By Sabina Mollot
As part of drilling work associated with the plan to build at least 16 contaminant recovery wells in Stuyvesant Town and Peter Cooper Village, Con Ed hit a gas line on Monday, causing a shutdown at 6 Peter Cooper Road.
The shutdown of the gas line feeding the building was announced by StuyTown Property Services in the morning via a flier.
In it, SPS CEO Rick Hayduk warned that at another building in Stuyvesant Town, something similar happened last year and it was almost six weeks before the gas was restored.
“Because of regulations and safety protocols, restoring the gas is a complicated process that requires considerable cooperation and coordination by us, residents, contractor and city agencies,” said Hayduk. “Inasmuch as we would like to get gas to every apartment and the laundry room as quickly as possible, we cannot compromise resident health or safety.”
The flier also warned residents that workers with the engineering and maintenance departments would need access to their apartments to cap the gas valves over possibly three or four visits.
“This is considered emergency work and we ask that access not be denied,” Hayduk said, adding that any refusals would delay repairs for the entire building.
Management, meanwhile, has committed to a 25 percent rent credit for each day without gas or $30 a day, whichever is greater, for impacted residents. The credits will be reflected on the August rent bill. In the meantime, residents of 6 Peter Cooper Road have already had their key-cards reprogrammed so they can access the washers and driers at 7 and 8 Peter Cooper Road and 541 East 20th Street.
Asked what may have caused Con Ed to hit a line, Hayduk told Town & Village that the utility had looked at three different utility maps and believed the area was free of any lines.
A spokesperson for Con Ed, Robert McGee, told us, “We regret the accident caused by one of our contractors doing work on a project in the Peter Cooper/Stuyvesant complex. We are reviewing the matter to make sure similar incidents do not occur again.
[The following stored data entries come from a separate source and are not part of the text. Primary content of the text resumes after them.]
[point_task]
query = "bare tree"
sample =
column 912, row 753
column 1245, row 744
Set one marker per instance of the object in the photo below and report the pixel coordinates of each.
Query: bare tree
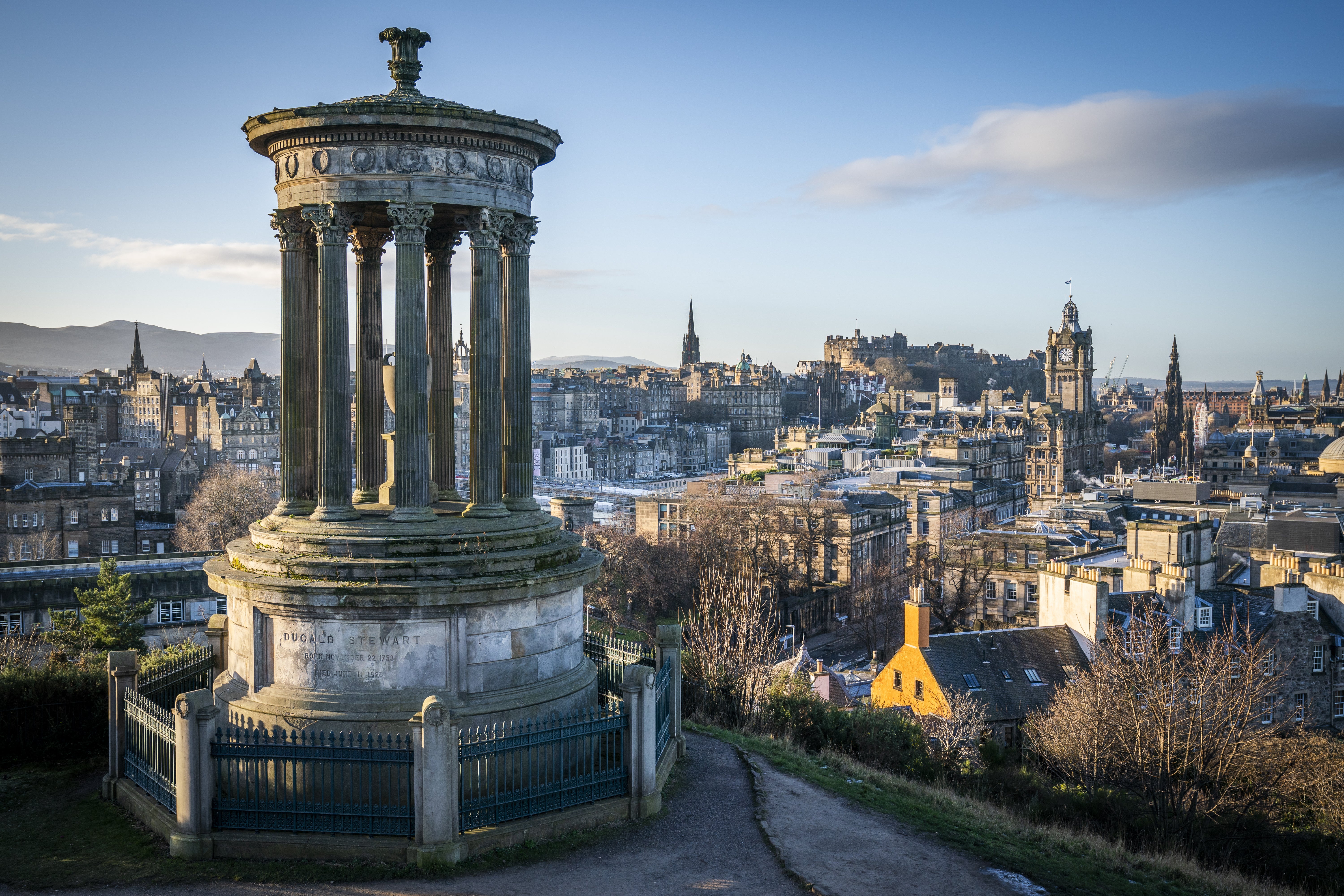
column 732, row 636
column 878, row 610
column 225, row 504
column 1187, row 727
column 960, row 730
We are working closely with the building management to restore gas service safely.”
He later said repairs to the pipe are expected to be made this week, but as for when gas is back on, this depends on the building’s plumbing passing the city’s safety certification indicating its pipes are ready to handle gas.
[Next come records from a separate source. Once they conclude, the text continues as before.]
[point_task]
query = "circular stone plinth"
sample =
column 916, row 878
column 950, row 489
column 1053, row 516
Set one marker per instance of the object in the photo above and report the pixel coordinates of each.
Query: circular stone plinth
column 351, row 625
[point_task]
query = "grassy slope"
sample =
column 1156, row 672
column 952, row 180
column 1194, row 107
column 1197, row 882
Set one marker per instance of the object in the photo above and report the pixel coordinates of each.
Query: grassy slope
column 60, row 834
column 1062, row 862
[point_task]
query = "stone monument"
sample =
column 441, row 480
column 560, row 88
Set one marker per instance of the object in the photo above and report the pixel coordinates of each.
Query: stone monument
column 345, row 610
Susan Steinberg, president of the Stuyvesant Town-Peter Cooper Village Tenants Association, recalled how tenants in the same building went through the same thing after Superstorm Sandy, and were stuck without gas for weeks.
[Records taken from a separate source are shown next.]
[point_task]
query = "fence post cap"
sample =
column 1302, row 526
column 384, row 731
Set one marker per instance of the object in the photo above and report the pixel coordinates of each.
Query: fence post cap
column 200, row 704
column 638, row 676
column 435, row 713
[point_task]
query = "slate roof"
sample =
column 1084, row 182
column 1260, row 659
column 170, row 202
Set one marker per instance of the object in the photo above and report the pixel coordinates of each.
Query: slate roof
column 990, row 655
“It was painful then; it’s painful now,” said Steinberg. “It’s regrettable that Con Ed itself was not aware how close the new tar collection pit was to a utility line. Considering that there will be a total of 16 wells installed in the community, let’s hope they are carefully studying the locations of all their utility lines to avoid any additional incidences. It is good to see that management was proactive and did not have to be prodded to offer compensation to affected residents as CW Capital had been during Sandy.”
Drilling for the wells began on June 18. Their purpose is to collect any underground contaminants like tar that may have remained from the days when the property was home to a manufactured gas plant. The wells will be on site for the foreseeable future and Con Ed recently said there may be a few extra wells needed in addition to the initially planned 16.
The company has also said once the wells are installed they will be checked within two weeks of being placed and then quarterly or semi-annually, based on how much material they collect.